Turning to the exercise of its discretionary authority under Rule 5101, the Company's determination to allow a $33 million cash balance to decrease to approximately $25,000 over the course of 14 months without a means to adequately fund the Company's operations is very concerning to Nasdaq and a valid basis to exercise its discretionary authority under Rule 5101 to delist the Company. The Listing Council agrees with Staff's position that bringing the Company to the brink of insolvency by spending down corporate assets to this level is not an ordinary event, but rather irresponsible, reckless and inconsistent with conduct expected of a Nasdaq- listed company.

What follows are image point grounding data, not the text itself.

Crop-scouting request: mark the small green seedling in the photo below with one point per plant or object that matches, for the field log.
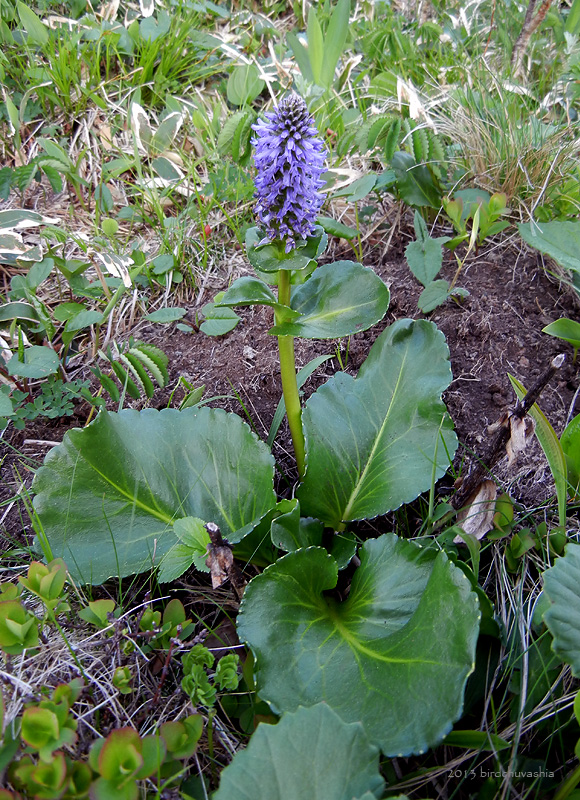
(196, 681)
(97, 612)
(46, 781)
(182, 737)
(18, 628)
(47, 726)
(122, 680)
(46, 582)
(120, 760)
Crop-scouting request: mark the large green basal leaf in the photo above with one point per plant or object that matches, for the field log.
(339, 299)
(562, 586)
(108, 496)
(395, 655)
(559, 240)
(371, 442)
(310, 754)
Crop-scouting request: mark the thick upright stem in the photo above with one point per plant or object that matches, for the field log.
(288, 373)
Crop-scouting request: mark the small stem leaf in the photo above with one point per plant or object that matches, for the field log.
(338, 300)
(371, 441)
(562, 585)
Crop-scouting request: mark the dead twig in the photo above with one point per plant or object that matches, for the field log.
(504, 428)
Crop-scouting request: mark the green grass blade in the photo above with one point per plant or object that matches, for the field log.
(335, 40)
(552, 448)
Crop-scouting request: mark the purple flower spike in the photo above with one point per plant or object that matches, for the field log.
(289, 160)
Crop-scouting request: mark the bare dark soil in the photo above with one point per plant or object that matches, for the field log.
(496, 330)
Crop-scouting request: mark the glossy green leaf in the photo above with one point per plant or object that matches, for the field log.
(566, 329)
(109, 495)
(310, 754)
(247, 291)
(562, 586)
(424, 255)
(371, 441)
(10, 311)
(190, 549)
(39, 362)
(559, 240)
(291, 532)
(272, 257)
(395, 655)
(218, 321)
(415, 182)
(338, 300)
(433, 295)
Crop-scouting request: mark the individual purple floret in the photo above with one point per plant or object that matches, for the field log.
(289, 159)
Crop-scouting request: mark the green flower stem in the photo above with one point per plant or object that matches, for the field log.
(288, 372)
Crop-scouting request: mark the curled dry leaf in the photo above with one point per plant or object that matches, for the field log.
(220, 561)
(520, 431)
(476, 518)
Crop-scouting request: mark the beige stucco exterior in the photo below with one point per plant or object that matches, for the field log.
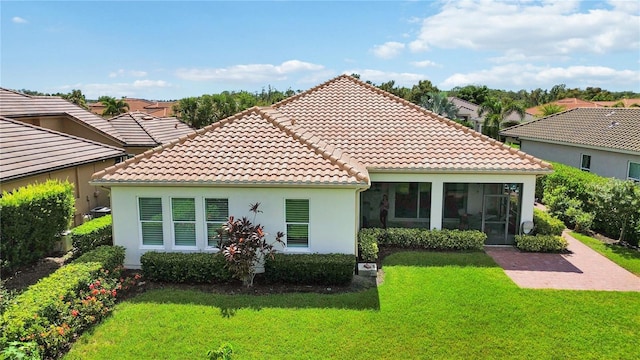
(87, 196)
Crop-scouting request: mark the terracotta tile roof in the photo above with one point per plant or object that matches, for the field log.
(257, 146)
(142, 129)
(387, 133)
(27, 150)
(15, 105)
(607, 128)
(567, 104)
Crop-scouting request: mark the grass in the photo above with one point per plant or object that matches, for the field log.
(626, 258)
(431, 305)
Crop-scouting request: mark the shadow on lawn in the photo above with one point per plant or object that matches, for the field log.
(229, 304)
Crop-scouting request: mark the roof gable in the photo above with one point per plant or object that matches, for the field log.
(616, 129)
(257, 146)
(27, 150)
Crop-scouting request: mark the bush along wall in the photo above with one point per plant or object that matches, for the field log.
(310, 269)
(586, 201)
(54, 311)
(32, 218)
(92, 234)
(541, 243)
(185, 267)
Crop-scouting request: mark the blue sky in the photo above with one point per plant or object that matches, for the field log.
(169, 50)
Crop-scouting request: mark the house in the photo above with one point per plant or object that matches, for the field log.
(319, 163)
(469, 111)
(135, 132)
(605, 141)
(30, 154)
(154, 108)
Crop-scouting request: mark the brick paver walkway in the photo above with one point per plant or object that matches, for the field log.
(582, 269)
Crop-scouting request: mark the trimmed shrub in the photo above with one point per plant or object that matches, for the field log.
(32, 218)
(110, 257)
(320, 269)
(546, 224)
(541, 243)
(185, 267)
(92, 234)
(433, 239)
(368, 244)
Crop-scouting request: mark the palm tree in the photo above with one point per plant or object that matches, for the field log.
(113, 107)
(496, 112)
(438, 103)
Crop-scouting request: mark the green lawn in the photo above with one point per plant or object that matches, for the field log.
(431, 305)
(627, 258)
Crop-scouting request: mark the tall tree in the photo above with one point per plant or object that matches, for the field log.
(113, 107)
(495, 113)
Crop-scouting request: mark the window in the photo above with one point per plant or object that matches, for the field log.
(216, 214)
(150, 215)
(183, 214)
(634, 171)
(297, 221)
(412, 200)
(585, 164)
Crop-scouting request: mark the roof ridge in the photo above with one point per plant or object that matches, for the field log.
(160, 148)
(18, 122)
(336, 156)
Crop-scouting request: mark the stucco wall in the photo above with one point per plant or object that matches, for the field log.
(603, 163)
(332, 215)
(87, 196)
(437, 186)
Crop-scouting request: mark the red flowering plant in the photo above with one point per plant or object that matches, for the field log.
(244, 245)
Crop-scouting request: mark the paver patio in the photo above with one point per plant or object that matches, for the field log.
(582, 269)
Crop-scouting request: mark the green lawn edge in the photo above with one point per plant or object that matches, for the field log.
(626, 258)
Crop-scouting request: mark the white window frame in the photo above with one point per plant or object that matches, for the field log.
(582, 161)
(629, 170)
(140, 221)
(298, 249)
(206, 222)
(173, 222)
(392, 203)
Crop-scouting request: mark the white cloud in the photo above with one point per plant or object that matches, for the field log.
(530, 28)
(120, 89)
(19, 20)
(377, 76)
(254, 73)
(123, 72)
(531, 76)
(424, 63)
(388, 50)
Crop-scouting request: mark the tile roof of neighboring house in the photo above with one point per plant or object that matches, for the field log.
(257, 146)
(27, 150)
(470, 109)
(142, 129)
(155, 108)
(306, 139)
(608, 128)
(567, 104)
(16, 105)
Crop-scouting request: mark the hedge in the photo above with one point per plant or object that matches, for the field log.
(92, 234)
(546, 224)
(541, 243)
(185, 267)
(31, 221)
(310, 269)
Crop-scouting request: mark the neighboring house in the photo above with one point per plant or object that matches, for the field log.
(469, 111)
(154, 108)
(134, 132)
(605, 141)
(30, 154)
(319, 164)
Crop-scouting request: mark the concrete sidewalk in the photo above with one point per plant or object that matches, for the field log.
(582, 269)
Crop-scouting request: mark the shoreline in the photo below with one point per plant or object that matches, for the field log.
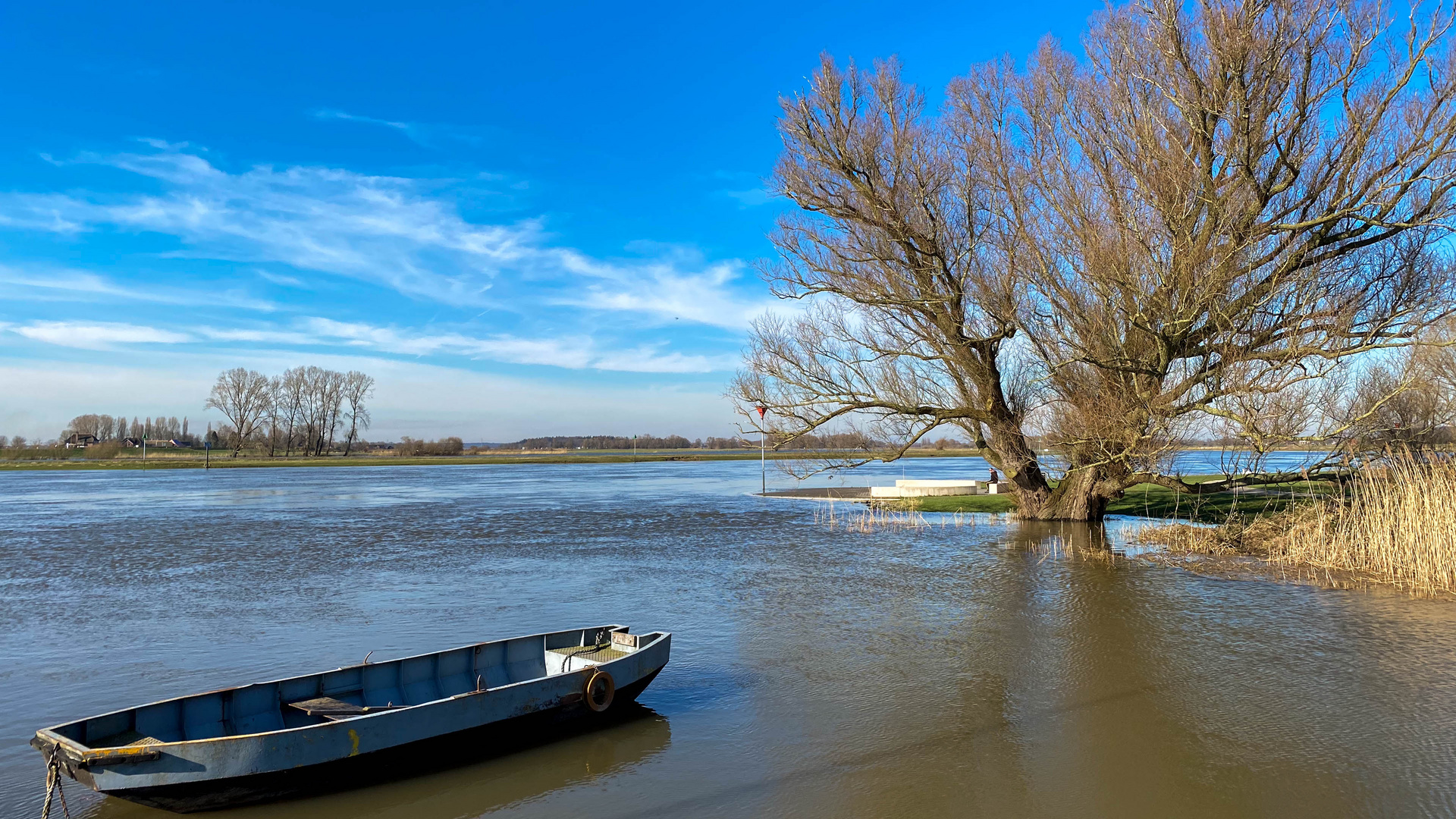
(191, 461)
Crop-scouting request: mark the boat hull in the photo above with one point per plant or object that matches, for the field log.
(344, 727)
(416, 758)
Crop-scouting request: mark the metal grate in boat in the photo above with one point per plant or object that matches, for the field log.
(595, 653)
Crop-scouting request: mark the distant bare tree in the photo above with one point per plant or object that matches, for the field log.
(240, 395)
(357, 390)
(1206, 216)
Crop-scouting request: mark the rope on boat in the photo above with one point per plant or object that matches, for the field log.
(53, 786)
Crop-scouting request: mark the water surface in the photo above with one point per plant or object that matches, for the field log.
(946, 672)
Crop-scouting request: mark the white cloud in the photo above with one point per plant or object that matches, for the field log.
(752, 197)
(96, 335)
(573, 353)
(411, 398)
(383, 229)
(72, 286)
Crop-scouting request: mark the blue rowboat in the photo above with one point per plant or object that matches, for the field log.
(337, 729)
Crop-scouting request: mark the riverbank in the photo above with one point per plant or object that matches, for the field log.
(1147, 500)
(194, 460)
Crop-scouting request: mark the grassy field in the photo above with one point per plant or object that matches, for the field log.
(1149, 500)
(194, 460)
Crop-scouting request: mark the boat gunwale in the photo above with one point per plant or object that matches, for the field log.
(50, 733)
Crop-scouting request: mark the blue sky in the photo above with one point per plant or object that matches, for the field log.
(522, 219)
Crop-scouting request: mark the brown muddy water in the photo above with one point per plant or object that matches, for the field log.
(941, 672)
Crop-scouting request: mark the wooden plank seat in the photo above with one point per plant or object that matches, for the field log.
(334, 708)
(595, 653)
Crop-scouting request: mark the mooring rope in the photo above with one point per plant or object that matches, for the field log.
(53, 786)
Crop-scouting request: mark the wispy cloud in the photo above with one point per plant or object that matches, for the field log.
(752, 197)
(79, 286)
(384, 229)
(573, 353)
(96, 335)
(419, 133)
(281, 279)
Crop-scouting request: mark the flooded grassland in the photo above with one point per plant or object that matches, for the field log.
(974, 670)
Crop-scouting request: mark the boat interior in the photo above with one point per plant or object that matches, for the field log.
(354, 691)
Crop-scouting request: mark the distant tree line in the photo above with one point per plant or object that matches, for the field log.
(443, 447)
(107, 428)
(305, 409)
(826, 441)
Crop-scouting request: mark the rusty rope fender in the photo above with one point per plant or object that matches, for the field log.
(53, 784)
(593, 701)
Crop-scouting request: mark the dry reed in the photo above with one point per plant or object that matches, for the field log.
(1392, 523)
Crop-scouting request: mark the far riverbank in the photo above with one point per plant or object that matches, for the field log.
(194, 460)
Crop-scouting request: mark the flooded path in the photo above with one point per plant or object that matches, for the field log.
(944, 672)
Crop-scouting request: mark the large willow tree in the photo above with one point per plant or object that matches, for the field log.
(1193, 224)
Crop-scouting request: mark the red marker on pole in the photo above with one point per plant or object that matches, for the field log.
(764, 463)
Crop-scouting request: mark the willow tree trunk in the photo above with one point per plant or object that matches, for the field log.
(1082, 494)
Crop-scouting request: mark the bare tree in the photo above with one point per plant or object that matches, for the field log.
(240, 395)
(1206, 216)
(357, 390)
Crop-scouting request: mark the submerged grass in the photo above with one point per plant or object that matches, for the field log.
(867, 519)
(1149, 500)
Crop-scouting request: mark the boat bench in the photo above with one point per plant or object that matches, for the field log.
(332, 708)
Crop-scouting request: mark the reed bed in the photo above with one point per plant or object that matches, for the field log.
(1391, 523)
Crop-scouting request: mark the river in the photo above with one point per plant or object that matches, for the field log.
(957, 670)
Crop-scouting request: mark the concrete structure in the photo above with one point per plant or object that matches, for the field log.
(928, 488)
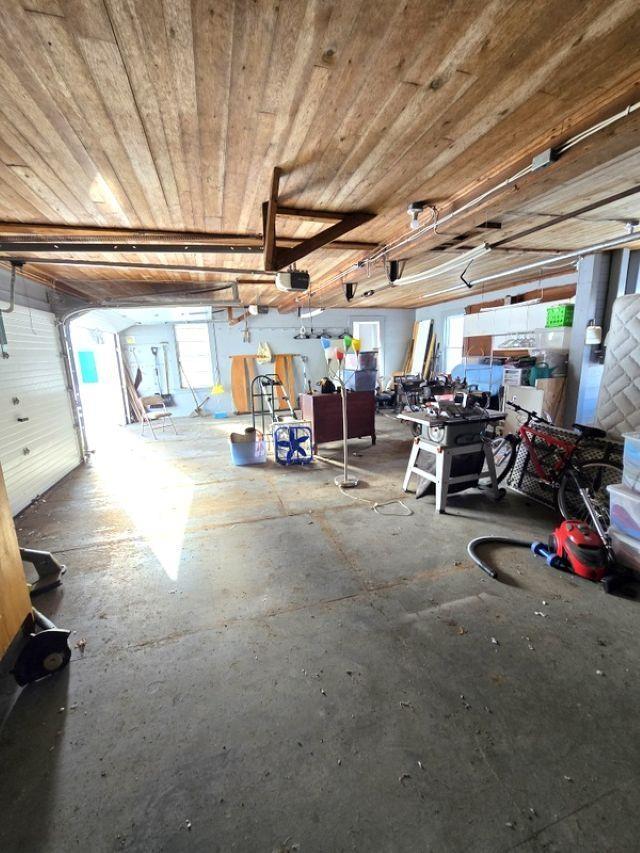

In addition, the Company was slow to react to its liquidity crisis, as there is adequate evidence in the record to conclude that it knew of its liquidity issues several months before it secured the related party revolving loan, in contrast to the Company's assertion that there were no other alternatives due to a lack of time. While remedial steps were taken by the Company, it is unclear that such steps will adequately address the issues that gave rise to Staff's delisting determination. The Company remains unable to assert any material control over its subsidiaries in terms of funding the Company's operations, and receives its operating capital from a revolving loan agreement with a company controlled by subsidiary executives. In addition, the lack of control of its subsidiaries presents a bevy of concerns, including questions surrounding the Company's internal controls over accounting and other U.S. federal regulatory obligations. As noted in the record, the new Company executives provided a qualified attestation to the Company's financial reports.
 
Addressing the Company's assertion that the delisting is not in the public interest, the Commission has long recognized that Nasdaq is vested with discretionary authority to deny an issuer's request that its securities be included in Nasdaq, and holds that Nasdaq's primary concern in making listing determinations should be the protection of prospective investors. In Tassaway, the SEC stated that “while exclusion from Nasdaq may hurt existing shareholders, the primary emphasis must be placed on the interest of prospective public investors and that this latter group is entitled to assume that the securities in [Nasdaq] meet [its] standards.” It is against this regulatory backdrop that the Listing Council finds that it was appropriate to deny continued listing to a company that (1) allowed a $33 million cash balance to decrease to approximately $25,000 over the course of 14 months without a means to adequately fund the Company's operations; (2) chose to rely on funding from employees of its Chinese subsidiaries to avoid insolvency, with no apparent consideration of other sources; (3) experienced significant management turnover; (4) has a lack of contractual arrangements with its Chinese subsidiaries that allow for the transfer of funds from China to the U.S. for business expenses.
 
Although the Company's ties to a stock promoter with a regulatory history and his affiliates continued during the time that the Company took the actions at issue in this matter through the initiation of the appeal to the Listing Council, it appears that the Company has taken action to sever such ties at this time. Moreover, as the Panel noted, the Company has taken some steps to resolve some of the issues that have raised Staff's concerns. Nonetheless, the Listing Council does not believe that the Company should be listed on Nasdaq at this time. The issues arising from the recent press release and Staff's subsequent investigation are very concerning, and are representative of a Company clearly not prepared for the rigors and responsibilities that are demanded of listed companies. As such, it is consistent with the discretion afforded under Rule 5101 to delist the Company to protect investors while allowing the Company to demonstrate over time its ability to act as a responsible corporate citizen.
 
Accordingly, the Listing Council affirms the Panel decision to deny continued listing to the Company based on the exercise of the broad discretionary authority under Rule 5101.